To tap in for Gene: Although the Terralux modules are excellent products for what they do, other than the fact that Gene's is a "drop in" that they are different products. First of all Terralux designed their modules to simply require you to unscrew the bulb retainer ring, remove the retainer ring and bulb and screw in their module. For what it does, it's the best you can do with that setup. As said before with Mags, there's no thermal path between the bulb post and the aluminum body and that's the limitation. Terralux designed them to work the best they can with that limitation and that is why their drop-in does 150 lumens max (at the emitter). Gene's module takes it to the next level by designing a full copper heatsink that press fits over the bulb post and makes contact with the body. By doing this, it gives excellent thermal management and allows running the emitter at a higher current level. So his module does 240 lumens @ 1000mA as per LED manufacturer specs at the emitter. The only other thing you have to do is cut the cam off the reflector. If you want to retain the ability to go back to stock (and I can't possibly see why you would), I'd suggest you buy the cut reflector from Gene for the additional $5. Also, he can make it a sputtered reflector if you so desire. The driver electronics he uses in this module is similar to his full mod, but shrunk down in order to fit into a drop-in configuration. All in all, I think something like this has been long over due. As good as the Terralux drop-ins are for what they do, I think us flashaholics really needed this kind drop-in...

:goodjob: :rock:


----------



## knot (Apr 9, 2007)

Thanks for that. I have some spare reflectors. Gene's site is a little confusing. Are these full flashlights or just the drop in for some 100 dollars. Also, my mag is a 4D flashlight, all I see on his site is for 3D. I can cut it and rethread it but is that necessary? (or use a dummy cell)

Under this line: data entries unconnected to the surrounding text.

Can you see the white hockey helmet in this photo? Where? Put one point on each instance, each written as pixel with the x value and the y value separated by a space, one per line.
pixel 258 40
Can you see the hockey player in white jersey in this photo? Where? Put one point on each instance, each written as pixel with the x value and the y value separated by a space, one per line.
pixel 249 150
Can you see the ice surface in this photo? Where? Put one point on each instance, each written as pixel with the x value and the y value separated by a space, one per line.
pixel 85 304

What about making a copper or aluminum "washer" for the Terralux, that will contact the head, and turning up the power (if there is a pot.). Is this possible?


----------



## LiteBrite (Apr 9, 2007)

Gene,

I just sent you a pay pal for $75 for the drop in, shipping and one sputtered reflector for flood. 

I can't wait!!!


----------



## ace0001a (Apr 9, 2007)

knot said:


> Thanks for that. I have some spare reflectors. Gene's site is a little confusing. Are these full flashlights or just the drop in for some 100 dollars. Also, my mag is a 4D flashlight, all I see on his site is for 3D. I can cut it and rethread it but is that necessary? (or use a dummy cell)
> 
> What about making a copper or aluminum "washer" for the Terralux, that will contact the head, and turning up the power (if there is a pot.). Is this possible?

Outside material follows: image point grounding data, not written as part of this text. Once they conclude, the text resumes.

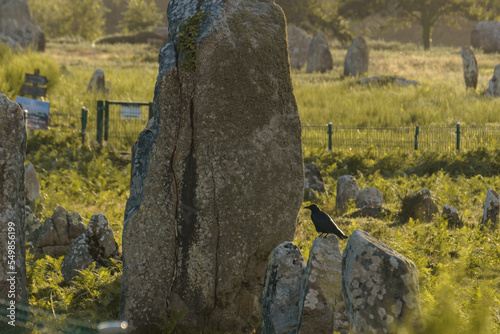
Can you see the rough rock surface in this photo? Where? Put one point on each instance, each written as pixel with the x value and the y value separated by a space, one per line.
pixel 319 58
pixel 313 182
pixel 494 88
pixel 451 214
pixel 419 205
pixel 491 208
pixel 58 232
pixel 357 58
pixel 384 80
pixel 470 67
pixel 486 35
pixel 97 83
pixel 370 198
pixel 380 286
pixel 16 24
pixel 12 214
pixel 322 305
pixel 96 244
pixel 31 183
pixel 298 46
pixel 280 299
pixel 347 189
pixel 220 161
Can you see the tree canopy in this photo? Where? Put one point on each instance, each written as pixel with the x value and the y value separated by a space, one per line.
pixel 424 12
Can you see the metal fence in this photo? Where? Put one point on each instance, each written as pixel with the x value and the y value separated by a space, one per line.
pixel 429 138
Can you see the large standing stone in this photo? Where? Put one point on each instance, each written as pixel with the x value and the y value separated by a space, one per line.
pixel 494 88
pixel 491 208
pixel 298 46
pixel 486 35
pixel 470 67
pixel 16 23
pixel 380 286
pixel 218 179
pixel 12 214
pixel 322 305
pixel 313 181
pixel 96 244
pixel 319 58
pixel 357 58
pixel 281 295
pixel 347 189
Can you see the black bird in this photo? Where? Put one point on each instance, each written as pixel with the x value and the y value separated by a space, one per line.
pixel 324 223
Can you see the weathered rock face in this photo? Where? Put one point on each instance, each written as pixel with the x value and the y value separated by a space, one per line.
pixel 96 244
pixel 322 305
pixel 491 208
pixel 319 58
pixel 370 198
pixel 31 183
pixel 313 181
pixel 470 67
pixel 380 286
pixel 298 46
pixel 451 214
pixel 347 189
pixel 225 136
pixel 12 214
pixel 494 88
pixel 357 58
pixel 58 232
pixel 486 35
pixel 280 300
pixel 97 83
pixel 16 24
pixel 419 205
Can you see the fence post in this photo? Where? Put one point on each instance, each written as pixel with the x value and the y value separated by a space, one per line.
pixel 416 138
pixel 330 144
pixel 150 111
pixel 106 120
pixel 100 113
pixel 84 124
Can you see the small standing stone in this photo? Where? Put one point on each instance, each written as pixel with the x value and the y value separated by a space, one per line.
pixel 96 244
pixel 470 67
pixel 298 45
pixel 357 58
pixel 280 300
pixel 419 205
pixel 347 189
pixel 322 305
pixel 313 181
pixel 493 88
pixel 319 58
pixel 491 208
pixel 451 214
pixel 369 198
pixel 12 214
pixel 380 286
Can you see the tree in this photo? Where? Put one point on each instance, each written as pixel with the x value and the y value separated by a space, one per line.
pixel 59 18
pixel 140 15
pixel 424 12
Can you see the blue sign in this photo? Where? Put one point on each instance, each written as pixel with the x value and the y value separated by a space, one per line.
pixel 38 112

Before he announced his drop-in, he was only selling fully modded Maglites. The ones he sells for $100 are fully modded ones. He also offered CPF members here modification service for their existing 2 and 3 cell Maglites for $65. The drop-in he has is only designed for 2 and 3 cell models. If you have a 4 cell, the Terralux maybe your only choice. And actually from the numbers I've read in other threads here, it looks like the Terralux drop-in was optimized for 4 cell Mags but will work in 3-6 cell versions overall. Although performancewise, the Terralux in a 4 cell will be the same as Gene's in a 2 cell but with longer runtime I'd think (given that you're working with 4 cells rather than 2). I suppose you could use Gene's drop-in with your 4 cell, but you'd have to use 1 dummy cell (http://www.amazon.com/Dummy-battery-flashlights-Luxeon-LED/dp/B000CQ11KK ). Otherwise you might have to message Gene and see if he could somehow make a 4 cell version.


----------



## ace0001a (Apr 9, 2007)

knot said:


> What about making a copper or aluminum "washer" for the Terralux, that will contact the head, and turning up the power (if there is a pot.). Is this possible?

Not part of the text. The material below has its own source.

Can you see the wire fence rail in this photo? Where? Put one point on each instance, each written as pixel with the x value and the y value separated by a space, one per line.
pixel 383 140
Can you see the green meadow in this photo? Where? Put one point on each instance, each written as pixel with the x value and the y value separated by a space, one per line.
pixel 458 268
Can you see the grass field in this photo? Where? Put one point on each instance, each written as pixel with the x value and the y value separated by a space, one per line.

From what I recall, people have talked about some sort of "washer" idea for Mag drop-ins, but realized it just wasn't feasable or have it working reliably. As for turning up the power with a Terralux, it can't be done either as the current ouput has already been set in their drop-in's internal driver. It was designed to run off the stock assembly and regulates the current as such. I think someone posted that in a 4 cell configuration, it does 550mA but drops when going above that. So like I said, it looks like it was optimized for a 4 cell configuration. Gene's drop-in does 700mA in a 2 Cell, so it actually is a bit higher peformance than the Terralux. Albeit, the Terralux is only like $30 so it has its advantage there. One thing I tend to believe in is that you get what you pay for...

Although going with a the flashaholic creed: "Get both of them" ...that is if you have more than one Mag. :rock:


----------



## Gene43 (Apr 9, 2007)

Wow, thanks ace0001a. I don't know if I could have answered that question any better myself. Knot, the dropin in not on the site yet. I will be adding it soon. Also I will be designing a dropin for use with 4-5 cells in the near future. If you run this model on more than 3 cells the LED will be way overdriven until the driver cooks itself (which will happen in short order).


----------



## knot (Apr 9, 2007)

Now two mice in my brain start rolling. Has anyone thought of Ferrofluid cooling like what is done for audio speakers? Overkill?

I guess I won't join the over 200 lumen club. It's beyond my pocketbook. If I do, it'll have to be a DIY.



> Ferrofluids are commonly used in loudspeakers to sink heat between the voice coil and the magnet assembly, and to passively damp the movement of the cone. They reside in what would normally be the air gap around the voice coil, held in place by the speaker's magnet. Since ferrofluids are paramagnetic, they obey Curie's law, thus become less magnetic at higher temperatures. A strong magnet placed near the voice coil (which produces heat) will always attract colder ferrofluid towards it more than warmer ferrofluid thus forcing the heated ferrofluid away, towards the heat sink. This is an efficient cooling method which requires no additional energy input


----------



## knot (Apr 9, 2007)

ace0001a said:


> I suppose you could use Gene's drop-in with your 4 cell, but you'd have to use 1 dummy cell (http://www.amazon.com/Dummy-battery-flashlights-Luxeon-LED/dp/B000CQ11KK ). Otherwise you might have to message Gene and see if he could somehow make a 4 cell version.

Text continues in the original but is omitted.